Freezing of gait more likely to occur with long-term levodopa use
Chances of those patients experiencing it rise by about 6.04 times, study finds
These findings suggest that FOG should be taken into account when studying Parkinson’s, with “the ultimate aim to develop improved treatment strategies that carry a lower risk of causing FOG,” researchers wrote.
A neurodegenerative disease, Parkinson’s is best known for causing a range of motor symptoms, from tremor and slowness of movement to stiffness and difficulty maintaining balance.
Parkinson’s patients also may experience akinesia or freezing, its most common manifestation being FOG, when they feel “glued” to the floor and unable to take a step forward, even if they intend to move.
Levodopa, the mainstay treatment for Parkinson’s, works by being converted into dopamine in the brain. In Parkinson’s, symptoms are caused mainly by a lack of dopamine, a chemical that helps control movement.

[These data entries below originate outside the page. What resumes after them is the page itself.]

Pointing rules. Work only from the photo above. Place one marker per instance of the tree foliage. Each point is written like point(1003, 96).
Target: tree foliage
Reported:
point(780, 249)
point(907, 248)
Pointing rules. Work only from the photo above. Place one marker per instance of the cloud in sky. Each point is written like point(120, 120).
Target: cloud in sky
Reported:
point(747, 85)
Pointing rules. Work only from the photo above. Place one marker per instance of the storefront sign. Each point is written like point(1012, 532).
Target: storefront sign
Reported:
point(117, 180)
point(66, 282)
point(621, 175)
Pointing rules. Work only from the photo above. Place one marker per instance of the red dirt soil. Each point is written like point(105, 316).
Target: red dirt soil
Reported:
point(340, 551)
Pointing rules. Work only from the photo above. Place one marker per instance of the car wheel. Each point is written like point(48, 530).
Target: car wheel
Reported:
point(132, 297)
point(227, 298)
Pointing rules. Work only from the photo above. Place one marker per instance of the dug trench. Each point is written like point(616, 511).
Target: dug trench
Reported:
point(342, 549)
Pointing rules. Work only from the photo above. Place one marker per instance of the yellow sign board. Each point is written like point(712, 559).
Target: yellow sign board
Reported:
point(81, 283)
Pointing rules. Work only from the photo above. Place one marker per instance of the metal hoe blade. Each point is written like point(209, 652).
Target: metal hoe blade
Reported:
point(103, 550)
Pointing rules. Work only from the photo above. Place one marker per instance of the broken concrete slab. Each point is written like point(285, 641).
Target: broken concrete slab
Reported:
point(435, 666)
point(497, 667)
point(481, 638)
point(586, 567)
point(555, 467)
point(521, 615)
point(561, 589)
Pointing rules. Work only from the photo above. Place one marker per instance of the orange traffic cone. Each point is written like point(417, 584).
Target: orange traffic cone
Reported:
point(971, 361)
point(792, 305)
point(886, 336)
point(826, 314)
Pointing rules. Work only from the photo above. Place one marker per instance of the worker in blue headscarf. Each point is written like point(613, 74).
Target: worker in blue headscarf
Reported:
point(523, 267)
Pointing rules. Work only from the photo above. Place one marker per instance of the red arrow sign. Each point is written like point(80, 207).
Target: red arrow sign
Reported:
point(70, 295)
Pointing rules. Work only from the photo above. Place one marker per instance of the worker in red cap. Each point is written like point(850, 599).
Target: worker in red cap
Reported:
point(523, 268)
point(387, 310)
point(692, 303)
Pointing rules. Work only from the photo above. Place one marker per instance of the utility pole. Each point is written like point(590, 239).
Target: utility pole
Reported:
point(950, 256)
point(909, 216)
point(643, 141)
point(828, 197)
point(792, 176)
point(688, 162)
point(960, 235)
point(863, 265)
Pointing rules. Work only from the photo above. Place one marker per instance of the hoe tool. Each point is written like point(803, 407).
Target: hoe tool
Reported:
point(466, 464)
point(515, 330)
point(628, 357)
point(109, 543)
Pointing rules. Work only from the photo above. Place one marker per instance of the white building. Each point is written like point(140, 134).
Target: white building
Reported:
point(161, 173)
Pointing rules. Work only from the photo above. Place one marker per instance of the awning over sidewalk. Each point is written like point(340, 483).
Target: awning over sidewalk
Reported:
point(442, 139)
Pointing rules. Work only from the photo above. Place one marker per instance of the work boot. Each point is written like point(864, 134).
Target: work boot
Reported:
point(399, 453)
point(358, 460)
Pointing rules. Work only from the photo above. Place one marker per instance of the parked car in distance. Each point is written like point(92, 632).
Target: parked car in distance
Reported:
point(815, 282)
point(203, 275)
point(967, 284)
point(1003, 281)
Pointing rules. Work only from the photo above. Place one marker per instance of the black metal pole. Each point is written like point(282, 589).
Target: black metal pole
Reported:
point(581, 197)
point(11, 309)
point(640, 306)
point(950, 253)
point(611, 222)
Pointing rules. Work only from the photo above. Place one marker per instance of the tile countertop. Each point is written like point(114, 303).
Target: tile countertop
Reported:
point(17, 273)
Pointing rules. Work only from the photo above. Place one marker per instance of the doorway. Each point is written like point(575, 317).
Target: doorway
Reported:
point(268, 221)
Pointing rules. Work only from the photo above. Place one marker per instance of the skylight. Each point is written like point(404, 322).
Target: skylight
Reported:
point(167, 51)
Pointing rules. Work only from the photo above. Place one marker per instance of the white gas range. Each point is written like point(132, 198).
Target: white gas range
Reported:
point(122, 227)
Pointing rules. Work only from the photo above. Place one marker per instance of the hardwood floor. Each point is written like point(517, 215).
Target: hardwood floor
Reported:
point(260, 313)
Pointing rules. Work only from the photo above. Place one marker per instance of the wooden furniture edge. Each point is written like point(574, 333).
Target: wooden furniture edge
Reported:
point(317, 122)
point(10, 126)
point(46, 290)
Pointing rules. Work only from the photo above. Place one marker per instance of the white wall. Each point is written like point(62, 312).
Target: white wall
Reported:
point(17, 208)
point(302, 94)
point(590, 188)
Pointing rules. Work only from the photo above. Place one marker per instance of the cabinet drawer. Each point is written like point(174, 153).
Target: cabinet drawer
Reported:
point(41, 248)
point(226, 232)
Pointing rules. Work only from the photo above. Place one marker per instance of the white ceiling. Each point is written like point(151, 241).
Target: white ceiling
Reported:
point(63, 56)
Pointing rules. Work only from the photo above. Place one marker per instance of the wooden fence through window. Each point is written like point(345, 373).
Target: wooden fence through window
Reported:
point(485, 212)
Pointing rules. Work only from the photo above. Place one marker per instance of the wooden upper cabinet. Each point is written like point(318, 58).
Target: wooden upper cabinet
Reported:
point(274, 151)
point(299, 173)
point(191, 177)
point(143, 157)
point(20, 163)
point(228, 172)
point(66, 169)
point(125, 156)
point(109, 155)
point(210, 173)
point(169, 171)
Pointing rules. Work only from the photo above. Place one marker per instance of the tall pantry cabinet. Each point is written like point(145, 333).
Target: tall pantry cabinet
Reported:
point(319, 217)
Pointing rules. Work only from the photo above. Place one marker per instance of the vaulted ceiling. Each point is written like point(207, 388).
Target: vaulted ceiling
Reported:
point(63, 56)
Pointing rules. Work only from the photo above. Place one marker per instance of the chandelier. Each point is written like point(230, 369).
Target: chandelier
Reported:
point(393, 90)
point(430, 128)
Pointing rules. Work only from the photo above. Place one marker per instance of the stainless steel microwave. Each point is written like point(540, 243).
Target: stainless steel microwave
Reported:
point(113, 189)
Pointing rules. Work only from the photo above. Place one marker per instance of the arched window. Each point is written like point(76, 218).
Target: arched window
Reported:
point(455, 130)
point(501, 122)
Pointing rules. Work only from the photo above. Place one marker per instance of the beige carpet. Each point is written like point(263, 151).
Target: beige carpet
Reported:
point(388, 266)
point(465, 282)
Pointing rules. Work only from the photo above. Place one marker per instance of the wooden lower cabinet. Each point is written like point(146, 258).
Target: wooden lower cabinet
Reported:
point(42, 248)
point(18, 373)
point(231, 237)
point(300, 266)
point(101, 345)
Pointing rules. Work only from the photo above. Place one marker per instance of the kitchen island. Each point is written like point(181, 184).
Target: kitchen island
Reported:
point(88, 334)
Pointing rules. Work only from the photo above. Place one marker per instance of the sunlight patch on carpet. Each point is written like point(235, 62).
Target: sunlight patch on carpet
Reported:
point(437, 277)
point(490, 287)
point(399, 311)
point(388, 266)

By increasing the amount of dopamine in the brain, levodopa helps ease the symptoms of the disease. However, patients who have been taking levodopa for some time may experience on-and-off fluctuations in how well symptoms are controlled.
The ‘so-called levodopa paradox’
So, while levodopa works well to ease FOG, using it over a long time actually may make FOG happen more often. “We have referred to this dual effect as the so-called levodopa paradox,” the researchers wrote.
To find out how common it is for FOG to happen as a side effect of levodopa, the researchers studied 150 levodopa-treated patients (75 from the Netherlands and 75 from Brazil) and 49 levodopa-naïve patients from Brazil.
Levodopa-treated patients had been taking the medication over a mean 5.6 years. Just more than half (51%) also received treatment with other dopamine agonists, or dopamine-increasing medications, in addition to levodopa.
The time since patients first experienced motor symptoms was at least five years, and it was on average 1.2 years longer for levodopa-treated than for levodopa-naïve patients (7.7 vs. 6.5 years).
In addition, levodopa-treated patients scored a mean seven points higher in the Movement Disorder Society Unified Parkinson’s Disease Rating Scale (MDS-UPDRS) part III, where higher scores indicate worse motor symptoms.
Patients used the New Freezing of Gait Questionnaire
Patients were asked to self-report FOG by answering the New Freezing of Gait Questionnaire. Based on their answers, FOG occurred more often in levodopa-treated patients than in levodopa-naïve patients (27% vs. 4%).
After adjusting for disease duration and disease severity, it was found that being on long-term treatment with levodopa increased the chances of experiencing FOG by 6.04 times.
“We found an association between long-term pulsatile levodopa treatment and an increased occurrence of FOG,” the researchers wrote. “The results are in line with the levodopa paradox,” they added.
Rapid Turns and Timed Up-and-Go tests
They also evaluated FOG objectively using the Rapid Turns test — where patients complete four rapid 360-degree turns in alternating directions — and the Timed Up-and-Go test, which times patients as they stand up from a chair, walk a line, turn, return, and sit down again.
“We only observed FOG with alternating trembling of the legs or short shuffling steps, both in treated and untreated individuals,” the researchers wrote. No other manifestation of freezing was observed.
While objective FOG was more common in levodopa-treated patients (14% vs. 2%), this difference was no longer significant when factors such as country of inclusion, assessment location, disease severity, time since onset of motor symptoms and cognitive impairments were included in the analysis. However, objective FOG was associated and more likely with higher disease severity and longer time since onset of motor symptoms.
“We found a lower percentage of objective FOG compared to subjective FOG,” the researchers wrote. However, “this is readily explained by the fact that FOG is notoriously difficult to provoke in a clinical or research setting.”